In a book that mixes personal memoir with science lesson, McClintock brings to life a complex and thriving, but ultimately fragile, ecosystem. Who would have known that a cubic mile of Southern Arctic ocean is home to 27 trillion ‘butterflies’ – of the underwater variety, Limacina antarctica.

Like other zooplankton, and the phytoplankton they feed on, and like the larger shrimplike krill, the invertabrates such as giant marine worms and giant squid, the birds, fish, whales, seals and penguins, its habitat, and therefore its survival, is under pressure from the destructiveness of a human civilisation that is largely unaware of its existence.

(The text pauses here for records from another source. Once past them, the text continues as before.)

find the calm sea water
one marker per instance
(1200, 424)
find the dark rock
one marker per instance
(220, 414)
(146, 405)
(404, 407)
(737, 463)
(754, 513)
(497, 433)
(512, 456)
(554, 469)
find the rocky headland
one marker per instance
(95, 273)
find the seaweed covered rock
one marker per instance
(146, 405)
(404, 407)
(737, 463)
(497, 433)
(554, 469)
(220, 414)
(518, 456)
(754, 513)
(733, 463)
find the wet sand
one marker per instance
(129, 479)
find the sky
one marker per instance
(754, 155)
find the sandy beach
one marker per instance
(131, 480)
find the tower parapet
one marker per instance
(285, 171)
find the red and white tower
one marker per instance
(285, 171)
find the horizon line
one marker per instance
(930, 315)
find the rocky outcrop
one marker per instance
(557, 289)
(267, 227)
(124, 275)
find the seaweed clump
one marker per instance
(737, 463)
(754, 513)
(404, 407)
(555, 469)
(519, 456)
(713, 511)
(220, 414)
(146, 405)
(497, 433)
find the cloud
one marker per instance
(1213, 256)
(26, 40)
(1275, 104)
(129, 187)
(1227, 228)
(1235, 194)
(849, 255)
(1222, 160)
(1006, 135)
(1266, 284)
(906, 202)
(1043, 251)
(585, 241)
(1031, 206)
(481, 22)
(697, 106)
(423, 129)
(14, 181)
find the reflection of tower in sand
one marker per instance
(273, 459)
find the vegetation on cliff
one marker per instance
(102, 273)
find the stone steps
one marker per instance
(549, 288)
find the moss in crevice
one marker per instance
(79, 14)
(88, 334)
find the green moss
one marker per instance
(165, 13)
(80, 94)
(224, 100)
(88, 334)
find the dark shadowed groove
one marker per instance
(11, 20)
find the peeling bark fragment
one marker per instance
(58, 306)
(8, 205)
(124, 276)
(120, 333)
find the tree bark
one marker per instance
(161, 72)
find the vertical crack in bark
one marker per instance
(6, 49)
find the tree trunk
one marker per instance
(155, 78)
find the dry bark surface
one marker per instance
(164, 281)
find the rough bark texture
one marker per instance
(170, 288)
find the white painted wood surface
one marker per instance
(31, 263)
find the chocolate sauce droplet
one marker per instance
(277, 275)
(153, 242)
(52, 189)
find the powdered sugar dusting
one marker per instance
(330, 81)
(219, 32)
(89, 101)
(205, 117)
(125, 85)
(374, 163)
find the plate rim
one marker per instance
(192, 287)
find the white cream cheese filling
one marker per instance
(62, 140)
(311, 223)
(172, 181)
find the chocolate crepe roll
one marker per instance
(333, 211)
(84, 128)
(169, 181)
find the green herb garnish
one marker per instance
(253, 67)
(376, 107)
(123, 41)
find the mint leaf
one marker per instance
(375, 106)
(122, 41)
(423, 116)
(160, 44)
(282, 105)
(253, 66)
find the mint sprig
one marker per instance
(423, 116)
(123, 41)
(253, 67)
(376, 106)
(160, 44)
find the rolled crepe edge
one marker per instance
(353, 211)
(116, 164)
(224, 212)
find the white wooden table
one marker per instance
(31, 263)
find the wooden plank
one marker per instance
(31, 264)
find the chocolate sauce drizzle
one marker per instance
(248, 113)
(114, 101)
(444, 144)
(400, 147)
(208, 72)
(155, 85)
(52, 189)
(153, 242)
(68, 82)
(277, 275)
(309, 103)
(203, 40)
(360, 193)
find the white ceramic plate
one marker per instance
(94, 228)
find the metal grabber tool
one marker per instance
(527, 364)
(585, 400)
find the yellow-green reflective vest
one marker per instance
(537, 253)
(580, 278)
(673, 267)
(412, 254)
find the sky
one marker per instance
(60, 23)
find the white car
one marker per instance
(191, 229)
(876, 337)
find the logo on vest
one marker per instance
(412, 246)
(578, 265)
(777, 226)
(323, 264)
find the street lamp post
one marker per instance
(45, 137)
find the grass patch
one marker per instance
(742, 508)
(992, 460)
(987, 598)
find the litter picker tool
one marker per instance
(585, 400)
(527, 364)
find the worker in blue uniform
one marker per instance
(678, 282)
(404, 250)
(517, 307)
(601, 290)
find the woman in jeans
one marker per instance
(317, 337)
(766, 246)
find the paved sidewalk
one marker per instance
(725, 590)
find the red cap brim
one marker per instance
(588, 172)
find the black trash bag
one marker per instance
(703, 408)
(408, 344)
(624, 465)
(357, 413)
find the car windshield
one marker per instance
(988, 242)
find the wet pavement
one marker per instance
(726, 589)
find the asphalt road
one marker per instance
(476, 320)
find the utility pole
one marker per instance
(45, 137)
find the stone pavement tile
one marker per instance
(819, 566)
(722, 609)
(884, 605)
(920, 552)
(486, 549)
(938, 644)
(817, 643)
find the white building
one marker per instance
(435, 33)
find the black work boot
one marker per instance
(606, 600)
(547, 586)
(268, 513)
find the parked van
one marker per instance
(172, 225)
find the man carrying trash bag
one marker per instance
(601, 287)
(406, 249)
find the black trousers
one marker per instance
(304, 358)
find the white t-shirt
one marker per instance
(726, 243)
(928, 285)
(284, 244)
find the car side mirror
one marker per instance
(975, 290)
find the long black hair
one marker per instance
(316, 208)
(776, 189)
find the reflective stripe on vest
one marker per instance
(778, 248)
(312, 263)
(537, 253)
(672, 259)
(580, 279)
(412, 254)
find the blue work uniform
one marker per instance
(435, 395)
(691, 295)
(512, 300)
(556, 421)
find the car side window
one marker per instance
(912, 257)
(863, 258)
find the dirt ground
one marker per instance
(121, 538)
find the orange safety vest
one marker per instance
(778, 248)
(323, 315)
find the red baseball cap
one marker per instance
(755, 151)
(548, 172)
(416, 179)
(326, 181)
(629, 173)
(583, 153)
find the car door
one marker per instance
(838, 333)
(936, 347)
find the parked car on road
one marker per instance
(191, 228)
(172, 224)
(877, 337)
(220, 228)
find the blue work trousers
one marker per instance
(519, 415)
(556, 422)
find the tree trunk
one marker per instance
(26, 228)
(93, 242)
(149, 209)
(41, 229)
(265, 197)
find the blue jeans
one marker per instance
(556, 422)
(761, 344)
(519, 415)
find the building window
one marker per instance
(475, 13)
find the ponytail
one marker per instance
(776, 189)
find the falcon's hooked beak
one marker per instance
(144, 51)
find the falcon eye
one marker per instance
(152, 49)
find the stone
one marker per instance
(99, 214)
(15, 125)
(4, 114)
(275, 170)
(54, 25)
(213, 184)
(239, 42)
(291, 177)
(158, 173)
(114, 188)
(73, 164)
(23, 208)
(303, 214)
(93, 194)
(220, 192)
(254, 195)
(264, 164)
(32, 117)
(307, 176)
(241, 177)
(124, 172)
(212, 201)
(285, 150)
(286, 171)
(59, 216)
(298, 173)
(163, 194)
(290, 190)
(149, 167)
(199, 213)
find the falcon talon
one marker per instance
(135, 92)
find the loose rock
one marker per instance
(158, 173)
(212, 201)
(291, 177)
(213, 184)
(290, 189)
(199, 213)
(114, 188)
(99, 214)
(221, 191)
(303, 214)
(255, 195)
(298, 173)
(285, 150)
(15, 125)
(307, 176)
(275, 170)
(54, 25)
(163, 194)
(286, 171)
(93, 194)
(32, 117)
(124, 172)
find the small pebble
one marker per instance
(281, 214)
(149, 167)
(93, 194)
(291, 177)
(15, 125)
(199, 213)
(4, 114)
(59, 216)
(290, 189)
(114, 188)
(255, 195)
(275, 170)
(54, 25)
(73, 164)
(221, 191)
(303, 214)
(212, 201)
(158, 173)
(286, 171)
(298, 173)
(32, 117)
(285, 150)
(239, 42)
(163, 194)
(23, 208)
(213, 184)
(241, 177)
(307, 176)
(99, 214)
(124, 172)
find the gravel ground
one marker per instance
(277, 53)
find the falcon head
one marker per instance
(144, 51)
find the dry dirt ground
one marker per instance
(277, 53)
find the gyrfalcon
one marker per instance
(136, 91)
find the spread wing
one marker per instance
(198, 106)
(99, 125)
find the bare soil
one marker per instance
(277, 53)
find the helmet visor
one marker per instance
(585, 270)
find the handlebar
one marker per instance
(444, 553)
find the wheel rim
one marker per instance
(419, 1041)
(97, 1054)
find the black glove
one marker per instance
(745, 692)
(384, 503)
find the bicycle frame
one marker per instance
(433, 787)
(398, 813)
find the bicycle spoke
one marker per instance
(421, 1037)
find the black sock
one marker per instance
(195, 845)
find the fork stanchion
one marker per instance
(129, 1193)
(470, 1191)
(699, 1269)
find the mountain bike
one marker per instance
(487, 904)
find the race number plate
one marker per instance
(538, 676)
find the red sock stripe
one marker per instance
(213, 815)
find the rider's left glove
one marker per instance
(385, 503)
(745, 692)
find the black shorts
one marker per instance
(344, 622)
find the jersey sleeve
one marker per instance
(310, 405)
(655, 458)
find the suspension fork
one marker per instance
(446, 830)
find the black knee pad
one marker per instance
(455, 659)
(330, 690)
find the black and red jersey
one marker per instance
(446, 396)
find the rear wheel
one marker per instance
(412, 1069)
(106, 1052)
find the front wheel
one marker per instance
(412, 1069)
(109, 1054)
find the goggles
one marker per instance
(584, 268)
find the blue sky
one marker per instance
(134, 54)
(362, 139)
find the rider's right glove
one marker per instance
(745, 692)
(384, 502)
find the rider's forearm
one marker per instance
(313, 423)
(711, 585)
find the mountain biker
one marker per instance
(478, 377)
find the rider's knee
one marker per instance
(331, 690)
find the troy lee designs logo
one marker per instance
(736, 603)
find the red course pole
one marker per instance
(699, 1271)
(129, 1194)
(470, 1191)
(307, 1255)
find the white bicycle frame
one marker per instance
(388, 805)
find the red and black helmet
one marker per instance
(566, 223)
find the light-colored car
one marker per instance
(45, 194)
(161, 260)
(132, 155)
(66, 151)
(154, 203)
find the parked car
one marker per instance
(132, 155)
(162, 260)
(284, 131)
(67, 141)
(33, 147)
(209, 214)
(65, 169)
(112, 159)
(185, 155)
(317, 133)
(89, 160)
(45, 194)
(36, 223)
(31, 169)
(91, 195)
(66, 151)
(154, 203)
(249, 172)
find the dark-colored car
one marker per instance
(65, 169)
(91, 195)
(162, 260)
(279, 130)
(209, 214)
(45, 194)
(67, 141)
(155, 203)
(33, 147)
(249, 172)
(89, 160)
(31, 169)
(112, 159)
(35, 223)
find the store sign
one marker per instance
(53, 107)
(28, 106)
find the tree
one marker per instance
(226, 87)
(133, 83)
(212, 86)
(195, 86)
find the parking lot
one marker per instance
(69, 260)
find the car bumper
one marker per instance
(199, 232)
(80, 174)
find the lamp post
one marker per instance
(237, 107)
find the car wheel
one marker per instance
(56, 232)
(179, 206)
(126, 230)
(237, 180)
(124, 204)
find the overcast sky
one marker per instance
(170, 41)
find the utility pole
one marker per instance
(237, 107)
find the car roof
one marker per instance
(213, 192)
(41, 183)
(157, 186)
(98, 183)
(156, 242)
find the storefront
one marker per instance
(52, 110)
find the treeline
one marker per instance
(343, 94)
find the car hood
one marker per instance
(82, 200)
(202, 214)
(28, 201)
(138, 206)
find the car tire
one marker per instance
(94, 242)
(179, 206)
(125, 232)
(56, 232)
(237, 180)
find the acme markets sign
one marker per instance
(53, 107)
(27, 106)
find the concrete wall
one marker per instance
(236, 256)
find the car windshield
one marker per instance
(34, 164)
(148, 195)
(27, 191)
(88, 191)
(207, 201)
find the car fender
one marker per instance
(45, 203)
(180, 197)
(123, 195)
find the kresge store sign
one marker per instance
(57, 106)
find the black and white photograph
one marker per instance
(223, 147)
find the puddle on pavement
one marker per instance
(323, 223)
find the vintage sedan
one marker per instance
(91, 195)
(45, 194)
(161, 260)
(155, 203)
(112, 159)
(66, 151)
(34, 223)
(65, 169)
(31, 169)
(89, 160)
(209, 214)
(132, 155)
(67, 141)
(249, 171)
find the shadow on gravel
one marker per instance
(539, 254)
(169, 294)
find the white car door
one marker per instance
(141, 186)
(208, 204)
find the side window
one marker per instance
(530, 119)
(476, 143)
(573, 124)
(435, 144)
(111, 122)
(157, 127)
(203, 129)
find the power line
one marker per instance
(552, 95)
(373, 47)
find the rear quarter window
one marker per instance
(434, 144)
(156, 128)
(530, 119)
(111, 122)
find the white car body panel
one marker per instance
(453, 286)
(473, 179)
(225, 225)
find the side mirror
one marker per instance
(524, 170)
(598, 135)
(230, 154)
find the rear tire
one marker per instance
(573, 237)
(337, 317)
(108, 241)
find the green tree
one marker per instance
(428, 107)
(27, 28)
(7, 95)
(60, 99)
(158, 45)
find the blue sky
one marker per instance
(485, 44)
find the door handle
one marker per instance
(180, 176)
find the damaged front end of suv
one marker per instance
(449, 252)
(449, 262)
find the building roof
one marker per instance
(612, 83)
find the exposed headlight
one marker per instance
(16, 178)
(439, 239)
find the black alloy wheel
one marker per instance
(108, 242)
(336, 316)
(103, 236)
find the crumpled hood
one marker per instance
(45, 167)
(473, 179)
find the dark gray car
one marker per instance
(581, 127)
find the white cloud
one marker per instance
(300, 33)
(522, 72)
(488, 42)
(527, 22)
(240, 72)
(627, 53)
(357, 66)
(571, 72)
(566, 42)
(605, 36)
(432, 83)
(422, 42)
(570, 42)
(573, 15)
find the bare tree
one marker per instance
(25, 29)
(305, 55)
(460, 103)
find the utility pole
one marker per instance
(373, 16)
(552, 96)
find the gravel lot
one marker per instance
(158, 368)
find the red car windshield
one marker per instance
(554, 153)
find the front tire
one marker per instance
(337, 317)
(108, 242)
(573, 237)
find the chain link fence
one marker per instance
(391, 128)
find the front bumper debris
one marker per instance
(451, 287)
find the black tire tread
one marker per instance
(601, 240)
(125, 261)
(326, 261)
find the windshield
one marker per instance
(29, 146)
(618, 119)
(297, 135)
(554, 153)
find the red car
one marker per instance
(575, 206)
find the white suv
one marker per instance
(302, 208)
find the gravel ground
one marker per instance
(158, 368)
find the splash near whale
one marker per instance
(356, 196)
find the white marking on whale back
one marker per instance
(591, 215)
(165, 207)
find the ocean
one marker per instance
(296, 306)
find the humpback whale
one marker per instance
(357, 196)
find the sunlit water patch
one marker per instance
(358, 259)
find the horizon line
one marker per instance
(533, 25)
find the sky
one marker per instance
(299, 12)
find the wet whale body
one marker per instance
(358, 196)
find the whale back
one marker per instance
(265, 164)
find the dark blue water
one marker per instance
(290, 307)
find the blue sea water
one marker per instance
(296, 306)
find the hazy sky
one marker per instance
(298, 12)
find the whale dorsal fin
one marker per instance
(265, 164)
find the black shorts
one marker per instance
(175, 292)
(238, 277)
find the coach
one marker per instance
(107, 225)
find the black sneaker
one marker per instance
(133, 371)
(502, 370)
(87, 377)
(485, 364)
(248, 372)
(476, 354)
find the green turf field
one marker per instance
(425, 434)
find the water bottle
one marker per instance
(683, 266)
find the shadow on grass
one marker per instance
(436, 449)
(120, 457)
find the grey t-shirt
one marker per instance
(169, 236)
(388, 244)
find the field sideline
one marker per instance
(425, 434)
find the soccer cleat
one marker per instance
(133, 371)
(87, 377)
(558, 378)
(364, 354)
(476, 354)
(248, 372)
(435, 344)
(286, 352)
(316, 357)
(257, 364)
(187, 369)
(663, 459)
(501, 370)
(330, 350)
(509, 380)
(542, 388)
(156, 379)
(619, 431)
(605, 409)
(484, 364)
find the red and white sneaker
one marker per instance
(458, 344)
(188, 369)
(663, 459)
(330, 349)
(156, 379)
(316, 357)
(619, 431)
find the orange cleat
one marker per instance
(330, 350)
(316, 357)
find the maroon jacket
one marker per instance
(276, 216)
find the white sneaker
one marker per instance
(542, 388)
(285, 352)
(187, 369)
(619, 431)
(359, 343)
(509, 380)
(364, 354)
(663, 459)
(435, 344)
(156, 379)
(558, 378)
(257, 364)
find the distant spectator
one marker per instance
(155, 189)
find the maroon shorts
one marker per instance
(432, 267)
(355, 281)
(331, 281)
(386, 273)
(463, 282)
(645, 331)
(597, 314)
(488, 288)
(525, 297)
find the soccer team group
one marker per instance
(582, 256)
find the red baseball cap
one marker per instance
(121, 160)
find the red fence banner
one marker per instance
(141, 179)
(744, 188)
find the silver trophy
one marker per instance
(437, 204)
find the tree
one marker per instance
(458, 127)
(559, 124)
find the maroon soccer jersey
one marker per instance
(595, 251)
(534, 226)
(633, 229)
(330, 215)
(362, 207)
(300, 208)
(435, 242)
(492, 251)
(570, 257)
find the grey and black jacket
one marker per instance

Through McClintock’s eyes we get a glimpse of life on the brink. We see the kind of research taking place in Antarctica, some of it his own. And we are given the gift of thirty years of study brought to bear on understanding the intimate connections between things. Although he’s not a ‘deep ecologist’ – or indeed an ecologist of any kind – McClintock’s elucidation of how even a minute change in ocean temperature or acidity can throw a vast system into chaos and decline is fascinating.

Written with enthusiasm and an eye for detail, and in a way that largely avoids impenetrable jargon, this is an excellent, if ultimately distressing, accounting of the effects of rapid man-made climate change on a unique and irreplaceable wilderness.

Lost Antarctica: Adventures in a Disappearing Land

James McClintock

Palgrave MacMillan

Paperback

£16.99

 

  • This review appeared in Geographical magazine circa December 2012.